Policy recommendations on Public Services for Business

[...] A first set of bottlenecks is related to one aspect that is also probably the most understood and at the base of the majority of the initiatives for the simplification of services to businesses: the complex environment the companies have to deal with when they interact with the public sector. This complexity is due to the high number of relations between the different elements (norms, bodies, responsibilities, systems, and so on). And of course it’s “layered”, being the complexity present at legislative level, at organisational level and at technical/standards level. Legislative complexity is a quite common element in interaction with the public sector and it is not only connected with services to businesses. Quantity, and somewhat incoherence, of norms and regulations is still perceived as one of the main bottlenecks from the stakeholders in the workshop. Probably one of the reason of that is the “stratification” of legislation, i.e. the adding up of new norms not always followed by the needed revision of the complex of regulations. A second level of complexity relies in the responsibilities being distributed among different agencies and organisation, in most case not properly connected to streamline administrative processes. This can be a consequence of incoherent and fragmented legislation, but it can also be the difficulty in bringing “down” the reforms from the legislative level to the organisational one.

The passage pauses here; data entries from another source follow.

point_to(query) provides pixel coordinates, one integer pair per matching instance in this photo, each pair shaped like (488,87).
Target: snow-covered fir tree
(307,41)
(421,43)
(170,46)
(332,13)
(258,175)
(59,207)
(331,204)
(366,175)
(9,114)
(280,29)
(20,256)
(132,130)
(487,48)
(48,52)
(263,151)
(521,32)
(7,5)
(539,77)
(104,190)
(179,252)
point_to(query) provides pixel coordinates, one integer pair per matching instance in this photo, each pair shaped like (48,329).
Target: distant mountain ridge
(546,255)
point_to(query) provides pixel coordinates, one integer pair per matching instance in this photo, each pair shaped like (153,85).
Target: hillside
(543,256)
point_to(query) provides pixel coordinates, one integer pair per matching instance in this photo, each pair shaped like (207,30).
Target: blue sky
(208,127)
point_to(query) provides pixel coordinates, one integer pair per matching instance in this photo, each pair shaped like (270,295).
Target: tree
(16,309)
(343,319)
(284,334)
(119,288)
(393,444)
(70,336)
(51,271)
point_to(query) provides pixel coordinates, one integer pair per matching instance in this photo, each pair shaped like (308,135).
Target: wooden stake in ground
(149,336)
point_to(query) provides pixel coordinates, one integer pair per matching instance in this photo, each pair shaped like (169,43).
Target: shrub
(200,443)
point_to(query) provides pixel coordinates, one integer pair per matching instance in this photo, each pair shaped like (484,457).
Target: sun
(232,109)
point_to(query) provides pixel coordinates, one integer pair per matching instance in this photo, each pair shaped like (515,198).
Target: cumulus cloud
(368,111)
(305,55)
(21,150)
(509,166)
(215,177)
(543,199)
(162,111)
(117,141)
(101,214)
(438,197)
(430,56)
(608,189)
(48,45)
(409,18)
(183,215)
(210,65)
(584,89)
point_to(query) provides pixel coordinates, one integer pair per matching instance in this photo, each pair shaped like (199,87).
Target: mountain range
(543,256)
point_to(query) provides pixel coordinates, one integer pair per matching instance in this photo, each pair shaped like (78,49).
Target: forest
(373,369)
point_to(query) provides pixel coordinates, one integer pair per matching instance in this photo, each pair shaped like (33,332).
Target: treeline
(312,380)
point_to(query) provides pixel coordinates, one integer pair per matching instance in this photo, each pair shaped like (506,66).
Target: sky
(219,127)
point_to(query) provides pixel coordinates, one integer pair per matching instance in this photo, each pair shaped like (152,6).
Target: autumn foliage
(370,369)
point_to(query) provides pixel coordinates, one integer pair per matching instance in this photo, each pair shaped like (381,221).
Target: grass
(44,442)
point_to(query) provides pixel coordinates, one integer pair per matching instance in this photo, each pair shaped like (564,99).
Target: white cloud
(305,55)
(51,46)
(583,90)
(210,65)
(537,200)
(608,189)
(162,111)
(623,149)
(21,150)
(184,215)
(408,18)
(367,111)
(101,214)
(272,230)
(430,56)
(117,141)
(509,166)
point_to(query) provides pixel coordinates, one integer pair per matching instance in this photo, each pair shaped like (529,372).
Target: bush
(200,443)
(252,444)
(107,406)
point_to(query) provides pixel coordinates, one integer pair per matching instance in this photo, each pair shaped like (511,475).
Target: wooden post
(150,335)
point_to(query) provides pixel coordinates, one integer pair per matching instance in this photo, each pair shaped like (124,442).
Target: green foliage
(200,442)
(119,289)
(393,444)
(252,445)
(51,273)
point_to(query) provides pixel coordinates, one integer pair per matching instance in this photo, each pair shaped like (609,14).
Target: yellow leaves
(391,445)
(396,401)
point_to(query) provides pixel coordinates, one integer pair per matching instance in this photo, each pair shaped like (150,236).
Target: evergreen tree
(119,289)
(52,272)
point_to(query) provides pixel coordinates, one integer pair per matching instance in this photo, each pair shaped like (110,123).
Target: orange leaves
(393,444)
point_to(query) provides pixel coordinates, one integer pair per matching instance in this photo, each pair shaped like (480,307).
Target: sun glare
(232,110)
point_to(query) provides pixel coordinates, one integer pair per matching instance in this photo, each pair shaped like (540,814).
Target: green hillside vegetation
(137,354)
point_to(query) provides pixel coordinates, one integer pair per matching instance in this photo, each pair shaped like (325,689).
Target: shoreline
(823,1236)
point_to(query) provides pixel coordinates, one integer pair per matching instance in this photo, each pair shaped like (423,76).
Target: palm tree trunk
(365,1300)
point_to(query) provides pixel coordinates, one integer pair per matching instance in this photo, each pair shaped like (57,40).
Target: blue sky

In the workshop was clearly highlighted that in some cases the approach to innovation is too often regulatory than operational. The negative consequence of this organisational fragmentation is that the burden of reconcile it is all left on the shoulder of companies. Another level of fragmentation is related to the technical and standard level, especially for ICT systems. And it is seen as a huge obstacles in reaching the full inter-organisational integration and the consequent streamlining of processes. The issue of “standards” was on of the more often referred in the workshop.